Bobby L. Graham preaches and is an elder for the Old Moulton Rd. church of Christ. He and his wife Karen have three children: Richard, Mary Katherine Winland (Darren), and Laura Paschall (Jeremy). His email is bobbylgraham@pclnet.net.
Brother Carrol Sutton devoted his life to the preaching of the gospel, having been encouraged by John Hayes, an earlier soldier of the cross and proponent of the ancient pattern.
Recent Loss
Carrol Ray Sutton was born in Limestone County, Alabama, to Thomas and Irene Sutton on April 13, 1932. He was tragically killed in an automobile accident near Winchester, TN, on December 20, 2016. In the same accident, his wife, Mamie, was severely injured; however, she now is recuperating well at her home in Albertville, AL, where she is being cared for by her youngest son, Jonathan, and his wife, Samantha Sutton, who moved into her house to help after the wreck.

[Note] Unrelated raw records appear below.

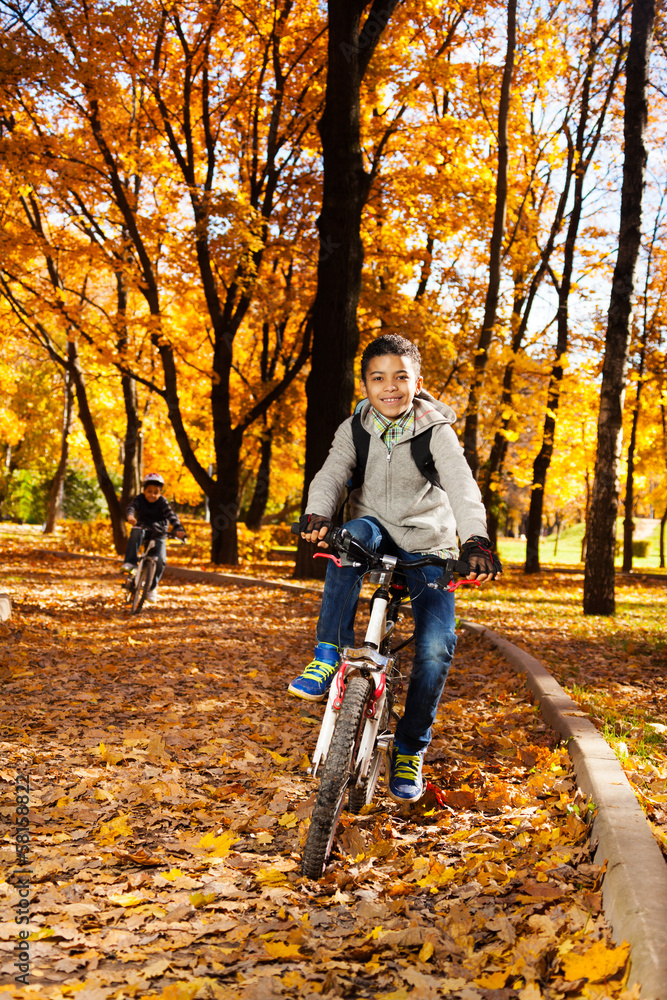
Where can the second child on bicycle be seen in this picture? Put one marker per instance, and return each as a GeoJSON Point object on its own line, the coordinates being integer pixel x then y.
{"type": "Point", "coordinates": [150, 514]}
{"type": "Point", "coordinates": [398, 511]}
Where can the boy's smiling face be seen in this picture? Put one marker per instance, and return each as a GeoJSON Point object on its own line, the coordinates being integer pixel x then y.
{"type": "Point", "coordinates": [391, 384]}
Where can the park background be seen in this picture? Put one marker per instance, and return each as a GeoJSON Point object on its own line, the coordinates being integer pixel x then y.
{"type": "Point", "coordinates": [171, 295]}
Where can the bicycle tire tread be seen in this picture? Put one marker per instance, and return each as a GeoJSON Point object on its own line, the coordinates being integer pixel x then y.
{"type": "Point", "coordinates": [331, 793]}
{"type": "Point", "coordinates": [143, 585]}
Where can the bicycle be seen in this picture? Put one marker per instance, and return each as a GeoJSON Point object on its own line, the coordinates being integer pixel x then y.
{"type": "Point", "coordinates": [139, 583]}
{"type": "Point", "coordinates": [355, 734]}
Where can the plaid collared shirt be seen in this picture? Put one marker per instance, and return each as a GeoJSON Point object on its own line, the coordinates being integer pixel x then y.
{"type": "Point", "coordinates": [391, 431]}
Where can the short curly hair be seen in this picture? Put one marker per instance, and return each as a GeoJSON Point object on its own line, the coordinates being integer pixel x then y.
{"type": "Point", "coordinates": [391, 343]}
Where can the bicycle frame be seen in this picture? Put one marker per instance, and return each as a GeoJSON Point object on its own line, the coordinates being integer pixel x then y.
{"type": "Point", "coordinates": [368, 661]}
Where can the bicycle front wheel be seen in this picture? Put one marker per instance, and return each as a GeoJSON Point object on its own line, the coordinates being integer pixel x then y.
{"type": "Point", "coordinates": [336, 777]}
{"type": "Point", "coordinates": [143, 582]}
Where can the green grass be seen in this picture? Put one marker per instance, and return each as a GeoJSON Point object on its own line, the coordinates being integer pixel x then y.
{"type": "Point", "coordinates": [566, 550]}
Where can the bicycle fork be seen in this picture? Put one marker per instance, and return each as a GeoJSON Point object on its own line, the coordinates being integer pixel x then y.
{"type": "Point", "coordinates": [370, 664]}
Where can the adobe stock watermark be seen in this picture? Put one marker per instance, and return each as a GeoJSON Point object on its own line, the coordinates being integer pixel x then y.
{"type": "Point", "coordinates": [21, 879]}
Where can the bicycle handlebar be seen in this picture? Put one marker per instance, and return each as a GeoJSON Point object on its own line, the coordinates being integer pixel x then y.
{"type": "Point", "coordinates": [343, 543]}
{"type": "Point", "coordinates": [168, 534]}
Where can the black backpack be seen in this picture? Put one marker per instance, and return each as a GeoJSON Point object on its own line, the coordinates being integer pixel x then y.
{"type": "Point", "coordinates": [420, 446]}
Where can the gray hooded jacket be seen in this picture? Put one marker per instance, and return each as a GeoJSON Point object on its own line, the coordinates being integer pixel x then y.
{"type": "Point", "coordinates": [418, 516]}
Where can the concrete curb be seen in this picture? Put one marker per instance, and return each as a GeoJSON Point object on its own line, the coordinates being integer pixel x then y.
{"type": "Point", "coordinates": [634, 888]}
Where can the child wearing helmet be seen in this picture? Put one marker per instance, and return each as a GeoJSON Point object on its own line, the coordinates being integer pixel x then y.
{"type": "Point", "coordinates": [150, 514]}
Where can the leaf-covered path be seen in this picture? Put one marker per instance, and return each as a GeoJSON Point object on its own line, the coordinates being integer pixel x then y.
{"type": "Point", "coordinates": [169, 797]}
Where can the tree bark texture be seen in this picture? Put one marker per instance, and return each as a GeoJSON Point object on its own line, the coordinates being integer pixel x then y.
{"type": "Point", "coordinates": [496, 251]}
{"type": "Point", "coordinates": [599, 577]}
{"type": "Point", "coordinates": [58, 485]}
{"type": "Point", "coordinates": [103, 477]}
{"type": "Point", "coordinates": [580, 160]}
{"type": "Point", "coordinates": [346, 186]}
{"type": "Point", "coordinates": [260, 495]}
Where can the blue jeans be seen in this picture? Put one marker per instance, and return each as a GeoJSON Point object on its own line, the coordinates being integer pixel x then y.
{"type": "Point", "coordinates": [435, 639]}
{"type": "Point", "coordinates": [159, 549]}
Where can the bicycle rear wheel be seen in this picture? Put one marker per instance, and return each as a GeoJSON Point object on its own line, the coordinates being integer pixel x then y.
{"type": "Point", "coordinates": [143, 582]}
{"type": "Point", "coordinates": [336, 777]}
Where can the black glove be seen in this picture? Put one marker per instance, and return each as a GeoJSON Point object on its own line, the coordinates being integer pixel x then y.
{"type": "Point", "coordinates": [477, 553]}
{"type": "Point", "coordinates": [313, 522]}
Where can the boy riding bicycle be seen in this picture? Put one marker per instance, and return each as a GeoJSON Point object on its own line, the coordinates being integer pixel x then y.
{"type": "Point", "coordinates": [153, 513]}
{"type": "Point", "coordinates": [399, 511]}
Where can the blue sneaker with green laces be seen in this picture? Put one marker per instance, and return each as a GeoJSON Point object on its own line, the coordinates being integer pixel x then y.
{"type": "Point", "coordinates": [405, 779]}
{"type": "Point", "coordinates": [314, 683]}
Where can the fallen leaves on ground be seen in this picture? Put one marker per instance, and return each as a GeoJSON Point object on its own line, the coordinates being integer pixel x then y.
{"type": "Point", "coordinates": [169, 799]}
{"type": "Point", "coordinates": [614, 667]}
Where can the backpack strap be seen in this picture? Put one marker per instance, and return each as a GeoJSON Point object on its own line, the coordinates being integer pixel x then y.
{"type": "Point", "coordinates": [420, 445]}
{"type": "Point", "coordinates": [362, 440]}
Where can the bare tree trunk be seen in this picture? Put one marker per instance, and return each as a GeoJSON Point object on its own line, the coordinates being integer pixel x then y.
{"type": "Point", "coordinates": [261, 493]}
{"type": "Point", "coordinates": [103, 477]}
{"type": "Point", "coordinates": [58, 485]}
{"type": "Point", "coordinates": [346, 186]}
{"type": "Point", "coordinates": [599, 577]}
{"type": "Point", "coordinates": [584, 150]}
{"type": "Point", "coordinates": [496, 248]}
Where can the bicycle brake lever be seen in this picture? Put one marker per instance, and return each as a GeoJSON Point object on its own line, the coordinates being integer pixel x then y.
{"type": "Point", "coordinates": [451, 585]}
{"type": "Point", "coordinates": [328, 555]}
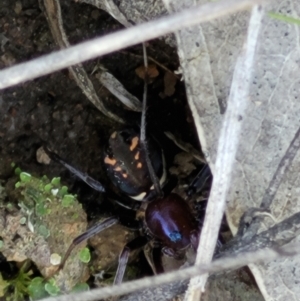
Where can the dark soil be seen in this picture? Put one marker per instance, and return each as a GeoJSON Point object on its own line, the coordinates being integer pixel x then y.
{"type": "Point", "coordinates": [53, 111]}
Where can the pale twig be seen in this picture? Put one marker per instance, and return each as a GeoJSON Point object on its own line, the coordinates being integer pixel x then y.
{"type": "Point", "coordinates": [119, 40]}
{"type": "Point", "coordinates": [227, 148]}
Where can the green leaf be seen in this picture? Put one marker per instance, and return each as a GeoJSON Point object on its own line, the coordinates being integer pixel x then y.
{"type": "Point", "coordinates": [18, 170]}
{"type": "Point", "coordinates": [25, 177]}
{"type": "Point", "coordinates": [48, 187]}
{"type": "Point", "coordinates": [52, 288]}
{"type": "Point", "coordinates": [68, 200]}
{"type": "Point", "coordinates": [80, 287]}
{"type": "Point", "coordinates": [55, 181]}
{"type": "Point", "coordinates": [41, 209]}
{"type": "Point", "coordinates": [43, 231]}
{"type": "Point", "coordinates": [3, 286]}
{"type": "Point", "coordinates": [36, 289]}
{"type": "Point", "coordinates": [85, 255]}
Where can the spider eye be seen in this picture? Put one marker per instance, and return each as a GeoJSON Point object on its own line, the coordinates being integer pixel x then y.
{"type": "Point", "coordinates": [126, 136]}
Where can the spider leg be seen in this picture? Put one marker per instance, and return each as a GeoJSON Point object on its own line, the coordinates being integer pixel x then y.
{"type": "Point", "coordinates": [88, 234]}
{"type": "Point", "coordinates": [135, 244]}
{"type": "Point", "coordinates": [81, 175]}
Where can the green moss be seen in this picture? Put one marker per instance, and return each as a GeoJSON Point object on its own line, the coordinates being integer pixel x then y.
{"type": "Point", "coordinates": [85, 255]}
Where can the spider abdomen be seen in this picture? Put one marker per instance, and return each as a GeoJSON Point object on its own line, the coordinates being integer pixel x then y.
{"type": "Point", "coordinates": [171, 221]}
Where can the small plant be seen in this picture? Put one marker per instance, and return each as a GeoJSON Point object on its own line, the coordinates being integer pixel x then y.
{"type": "Point", "coordinates": [46, 209]}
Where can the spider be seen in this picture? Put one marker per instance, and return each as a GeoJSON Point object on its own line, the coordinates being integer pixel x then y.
{"type": "Point", "coordinates": [168, 219]}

Carrol spent his life from the age of fourteen to his death at eighty-four preaching the Gospel of Christ. His last sermon was presented in Shelbyville, TN, at the El Bethel congregation on Sunday evening, December 18, 2016.
Though his preaching took him to many locations, including Eastern Kentucky, Illinois, and Tennessee, it was his fifty-three years of work with the East Albertville church in Albertville, Alabama, which marked the highlight of his preaching career. He also served as an elder there since 1991. The Instructor, a mail-out bulletin which survived many similar bulletins now extinct across the country, also was his work for fifty-three years. His many sermons, classes, articles, debates and radio lessons are among the works that now follow him. Let none doubt the scope, depth, quality or benefit of brother Sutton’s work in God’s kingdom.
Earlier Interview
The following observations came from an interview with Carroll Sutton on June 8, 2014, concerning brother John Hayes.
John Hayes was a Limestone County native who was born in Athens on October 20, 1870. He lived in a house at the corner of Hobbs and Clinton Streets, and died on October 2, 1959, at his home near Athens, Alabama. He spent his final three weeks on his sickbed preparing a tract for publication. To many, including himself, he was “Old Brother Hayes.”
When David Lipscomb and James A. Harding opened the Nashville Bible School in 1891 on the Lipscomb farm, John Hayes was one of six young men waiting for the school to open. A letter I have from Hayes’ daughter, Lucille Qualls, says that John Hayes was waiting on the steps for David Lipscomb to open the building that morning. I have seen pictures of the first class. He studied there for two and a half years.
Afterwards, Hayes returned to Limestone County to preach and to farm, though he spent a small period of time preaching in Texas and Florida. At the time of the division in Athens over the instrument in 1903, because of which some people with social standing had moved into the church building for a wedding, but never removed, John Hayes took a firm stand against it and refused to preach for the digressives after the division.
For years he preached often at the Athens Church of Christ, which became Market Street after their move to its present location in 1950, and also in various county churches, gaining a reputation as a “hard liner” for holding closely to the Scriptures. When I came to the county in 1967 to preach and teach school, many brethren asked me if had known “old Brother Hayes.” Unfortunately, he had died some eight years previously.
About a year before his death, John Hayes had a conversation with Carroll Sutton, seeking to impress on brother Sutton the same spirit of faithfulness and adherence to the Scriptures which became so characteristic of Carroll Sutton’s preaching.
Brother Sutton described this conversation to me in 2014. It originally took place after Sutton, in 1958, preached a sermon concerning “Institutionalism,” which was the raging issue of that day. He commended Carroll for preaching the truth on his subject, adding that the issues he had discussed were the same ones involved in the battle with the Christian Church. Hayes observed, “That’s what our battle with the Christian Church was all about.”
He also told Sutton of a trying time which he had experienced in his preaching. In a lean times, when John Hayes wore patched overalls and his third wife Helen wore patched dresses, a representative of the Alabama State Missionary Society made Hayes an offer: “If you will join us, I will assure you $600 (or some such figure of which Sutton was unsure, BLG) from the Society.” Sutton thought the offer was made in 1898.
John Hayes later told his wife Helen of the offer, only to be reminded not to sell out his convictions because he taught the truth. “John Hayes,” she responded, “if you sell out to that brother, I won’t have any more respect for you. Don’t sell out!” He didn’t sell out, nor did Carroll Sutton.
Hayes opposed the Mormons when they tried to exert some early influence in Limestone County. According to my interview with Carroll Sutton, because John Hayes stood for truth, he bought radio time to answer a denominational preacher.
In like manner, brother Carol Sutton also was firmly committed to the truth. I wonder how many radio sermons, debates, and bulletin articles brother Sutton wrote in propagation and defense of truth! I also wonder how many sermons I heard him preach from bed-sheet charts. He truly was “The Instructor.”